Heart damage in half of COVID-19 patients with raised protein levels

More than 50% of patients hospitalised with COVID-19, who had raised levels of a protein called troponin, have some heart damage, finds a new magnetic resonance imaging study, led by UCL scientists.

More than 50% of patients hospitalised with COVID-19, who had raised levels of a protein called troponin, have some myocardial injury (heart damage), finds a new magnetic resonance imaging study, led by UCL scientists.

In the research, published in the European Heart Journal , 148 patients from six acute hospitals, who all had increased troponin levels - indicating a possible problem with the heart - were followed up at least one month after discharge.

Using a magnetic resonance imaging (MRI) scan, it was revealed 80 patients (54%) had some degree of myocardial injury, including inflammation of the heart muscle (myocarditis), scarring or death of heart tissue (infarction), restricted blood supply to the heart (ischaemia) and combinations of all three.

To date this study, carried out with researchers at Imperial College London, is the largest of its kind to investigate convalescing COVID-19 patients who had raised troponin levels.

Troponin is released into the blood when the heart muscle is injured.
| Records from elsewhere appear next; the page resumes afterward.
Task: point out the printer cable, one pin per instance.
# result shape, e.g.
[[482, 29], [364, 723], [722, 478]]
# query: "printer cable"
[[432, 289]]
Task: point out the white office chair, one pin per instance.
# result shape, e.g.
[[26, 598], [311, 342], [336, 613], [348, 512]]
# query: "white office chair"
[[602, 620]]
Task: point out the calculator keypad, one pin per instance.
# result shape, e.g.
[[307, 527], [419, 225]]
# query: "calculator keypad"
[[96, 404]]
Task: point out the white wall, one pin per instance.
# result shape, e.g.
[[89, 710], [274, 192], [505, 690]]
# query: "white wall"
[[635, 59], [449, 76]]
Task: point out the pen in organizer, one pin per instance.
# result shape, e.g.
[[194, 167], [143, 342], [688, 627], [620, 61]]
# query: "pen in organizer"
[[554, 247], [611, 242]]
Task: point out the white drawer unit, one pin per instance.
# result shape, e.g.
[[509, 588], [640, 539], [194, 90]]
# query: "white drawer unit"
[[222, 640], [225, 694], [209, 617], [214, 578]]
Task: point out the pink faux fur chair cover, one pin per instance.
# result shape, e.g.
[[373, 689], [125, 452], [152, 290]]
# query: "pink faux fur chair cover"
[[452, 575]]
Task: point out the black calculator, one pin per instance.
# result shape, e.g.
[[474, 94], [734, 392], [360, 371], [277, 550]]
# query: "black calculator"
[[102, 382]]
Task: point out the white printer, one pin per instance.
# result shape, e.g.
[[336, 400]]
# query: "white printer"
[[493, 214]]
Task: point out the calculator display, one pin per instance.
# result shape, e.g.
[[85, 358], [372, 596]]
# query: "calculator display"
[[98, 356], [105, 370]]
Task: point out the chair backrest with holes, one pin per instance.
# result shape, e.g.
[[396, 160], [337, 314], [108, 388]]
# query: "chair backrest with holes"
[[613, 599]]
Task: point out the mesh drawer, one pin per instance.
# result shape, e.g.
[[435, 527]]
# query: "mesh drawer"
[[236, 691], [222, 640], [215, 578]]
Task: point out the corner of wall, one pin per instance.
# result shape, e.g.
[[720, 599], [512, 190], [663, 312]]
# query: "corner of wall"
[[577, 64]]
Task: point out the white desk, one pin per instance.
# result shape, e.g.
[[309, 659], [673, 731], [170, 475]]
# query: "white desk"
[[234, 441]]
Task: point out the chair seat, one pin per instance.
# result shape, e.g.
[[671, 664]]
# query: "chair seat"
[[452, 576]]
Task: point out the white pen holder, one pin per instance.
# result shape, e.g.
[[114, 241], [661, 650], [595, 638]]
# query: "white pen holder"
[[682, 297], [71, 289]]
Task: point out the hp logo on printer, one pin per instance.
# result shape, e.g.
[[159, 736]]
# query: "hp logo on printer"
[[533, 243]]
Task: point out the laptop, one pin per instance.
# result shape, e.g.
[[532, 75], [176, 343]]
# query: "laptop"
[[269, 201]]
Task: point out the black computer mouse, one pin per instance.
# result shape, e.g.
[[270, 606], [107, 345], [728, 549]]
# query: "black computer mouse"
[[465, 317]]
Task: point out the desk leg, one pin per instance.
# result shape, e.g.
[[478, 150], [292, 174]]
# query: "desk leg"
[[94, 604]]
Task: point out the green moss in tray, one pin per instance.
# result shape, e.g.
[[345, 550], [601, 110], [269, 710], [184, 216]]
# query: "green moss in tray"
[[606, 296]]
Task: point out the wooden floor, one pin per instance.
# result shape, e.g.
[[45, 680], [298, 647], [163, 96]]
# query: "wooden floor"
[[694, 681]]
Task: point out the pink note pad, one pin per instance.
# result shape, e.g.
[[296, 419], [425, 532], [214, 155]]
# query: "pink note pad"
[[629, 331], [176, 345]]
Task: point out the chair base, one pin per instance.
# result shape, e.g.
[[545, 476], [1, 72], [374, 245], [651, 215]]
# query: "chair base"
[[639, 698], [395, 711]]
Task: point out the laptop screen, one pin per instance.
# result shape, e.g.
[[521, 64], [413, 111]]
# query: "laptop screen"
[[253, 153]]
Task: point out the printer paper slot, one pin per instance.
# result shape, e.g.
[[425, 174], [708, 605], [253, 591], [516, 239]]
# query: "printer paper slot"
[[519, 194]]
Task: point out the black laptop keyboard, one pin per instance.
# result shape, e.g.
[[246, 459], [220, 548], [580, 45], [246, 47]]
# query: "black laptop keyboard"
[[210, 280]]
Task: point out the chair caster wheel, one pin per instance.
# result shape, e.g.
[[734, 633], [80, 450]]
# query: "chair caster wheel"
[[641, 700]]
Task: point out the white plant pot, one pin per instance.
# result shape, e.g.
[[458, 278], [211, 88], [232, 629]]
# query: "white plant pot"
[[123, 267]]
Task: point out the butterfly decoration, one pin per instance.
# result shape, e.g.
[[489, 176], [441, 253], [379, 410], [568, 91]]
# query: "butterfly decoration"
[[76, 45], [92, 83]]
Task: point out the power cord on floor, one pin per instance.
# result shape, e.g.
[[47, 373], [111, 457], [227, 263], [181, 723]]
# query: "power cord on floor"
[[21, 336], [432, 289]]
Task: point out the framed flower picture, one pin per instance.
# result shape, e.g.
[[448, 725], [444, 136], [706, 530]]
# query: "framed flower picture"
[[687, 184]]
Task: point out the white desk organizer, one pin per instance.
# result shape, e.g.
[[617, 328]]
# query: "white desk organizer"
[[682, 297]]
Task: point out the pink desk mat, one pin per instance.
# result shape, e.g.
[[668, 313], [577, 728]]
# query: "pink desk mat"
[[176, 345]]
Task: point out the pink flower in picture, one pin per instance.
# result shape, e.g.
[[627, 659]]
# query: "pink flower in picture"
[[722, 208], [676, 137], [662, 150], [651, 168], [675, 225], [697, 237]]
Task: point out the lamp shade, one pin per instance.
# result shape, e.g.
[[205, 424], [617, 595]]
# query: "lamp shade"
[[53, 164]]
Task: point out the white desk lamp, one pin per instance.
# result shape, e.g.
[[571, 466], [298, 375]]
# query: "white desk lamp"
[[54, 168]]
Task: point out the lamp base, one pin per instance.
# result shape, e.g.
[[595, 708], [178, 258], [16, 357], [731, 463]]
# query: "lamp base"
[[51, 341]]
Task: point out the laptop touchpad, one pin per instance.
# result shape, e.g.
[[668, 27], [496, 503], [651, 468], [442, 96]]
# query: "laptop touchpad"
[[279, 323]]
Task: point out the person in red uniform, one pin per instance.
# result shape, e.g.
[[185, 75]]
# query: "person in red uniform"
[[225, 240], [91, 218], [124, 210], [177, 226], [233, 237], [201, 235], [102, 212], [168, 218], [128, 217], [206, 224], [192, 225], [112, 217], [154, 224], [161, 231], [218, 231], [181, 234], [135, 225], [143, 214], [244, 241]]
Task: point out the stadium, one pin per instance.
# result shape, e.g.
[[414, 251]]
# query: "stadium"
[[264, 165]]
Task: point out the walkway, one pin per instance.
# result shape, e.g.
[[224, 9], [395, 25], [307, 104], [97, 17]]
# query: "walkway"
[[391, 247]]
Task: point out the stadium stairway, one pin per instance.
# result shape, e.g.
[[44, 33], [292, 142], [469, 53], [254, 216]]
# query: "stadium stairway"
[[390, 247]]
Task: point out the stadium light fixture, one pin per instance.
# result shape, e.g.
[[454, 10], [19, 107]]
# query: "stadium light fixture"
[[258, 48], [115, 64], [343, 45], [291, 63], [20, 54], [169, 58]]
Raised levels can occur when an artery becomes blocked or there is inflammation of the heart. Many patients who are hospitalised with COVID-19 have raised troponin levels during the critical illness phase, when the body mounts an exaggerated immune response to the infection. In general 10-40%* of hospitalised COVID-19 patients have raised troponin levels.

Lead researcher, Professor Marianna Fontana, professor of cardiology at UCL’s Division of Medicine, said: "Raised troponin levels are associated with worse outcomes in COVID-19 patients. Patients with severe COVID-19 disease often have pre-existing heart-related health problems including diabetes, raised blood pressure and obesity.

"During severe COVID-19 infection, however, the heart may also be directly affected. Unpicking how the heart can become damaged is difficult, but MRI scans of the heart can identify different patterns of injury, which may enable us to make more accurate diagnoses and to target treatments more effectively."

The researchers investigated COVID-19 patients discharged up until June 2020 from six hospitals across three NHS London trusts: the Royal Free London NHS Foundation Trust, Imperial College Healthcare NHS Trust and University College London Hospital NHS Foundation Trust. Patients who had abnormal troponin levels were offered an MRI scan of the heart after discharge and were compared with those from a control group of patients who had not had COVID-19, as well as from 40 healthy volunteers.

Professor Fontana said: "The recovering COVID-19 patients had been very ill; all required hospitalisation and all had troponin elevation, with around one in three having been on a ventilator in the intensive care unit.

"We found evidence of high rates of heart muscle injury that could be seen on the scans a month or two after discharge. Whilst some of this may have been pre-existing, MRI scanning shows that some were new, and likely caused by COVID-19. The pattern of damage to the heart was variable, suggesting that the heart is at risk of different types of injury. Importantly, we detected only a small amount of ongoing injury and the heart’s pumping function was not impaired in the vast majority of cases. In a small proportion of the most severe cases, there are concerns that this injury may increase the risks of heart failure in the future, but more work is needed to investigate this further."

The function of the heart’s left ventricle, the chamber that is responsible for pumping oxygenated blood to all parts of the body, was normal in 89% of the 148 patients but scarring or injury to the heart muscle was present in 80 patients (54%). The pattern of tissue scarring or injury originated from inflammation in 39 patients (26%), ischaemic heart disease, which includes infarction or ischaemia, in 32 patients (22%), or both in nine patients (6%). Twelve patients (8%) appeared to have ongoing heart inflammation.

Professor Fontana said: "Injury relating to inflammation and scarring of the heart is common in COVID-19 patients with troponin elevation discharged from hospital, but is of limited extent and has little consequence for the heart’s function.

"These findings give us two opportunities: firstly, to find ways of preventing the injury in the first place, and from some of the patterns we have seen, blood clotting may be playing a role, for which we have potential treatments. Secondly, detecting the consequences of injury during convalescence may identify subjects who would benefit from specific supporting drug treatments to protect heart function over time."

The findings of the study are limited by the nature of patient selection and included only those who survived coronavirus infection requiring hospital admission.

"The convalescent patients in this study had severe COVID-19 disease and our results say nothing about what happens to people who are not hospitalised with COVID, or those who are hospitalised but without elevated troponin. The findings indicate potential ways to identify patients at higher or lower risk and suggest potential strategies that may improve outcomes. More work is needed, and MRI scans of the heart have shown how useful it is in investigating patients with troponin elevation," concluded Professor Fontana.

* In this study, across the six hospitals the researchers worked with, 43% of hospitalised COVID-19 patients presented with raised troponin. Researchers studied just some of those patients with raised troponin (148), as described.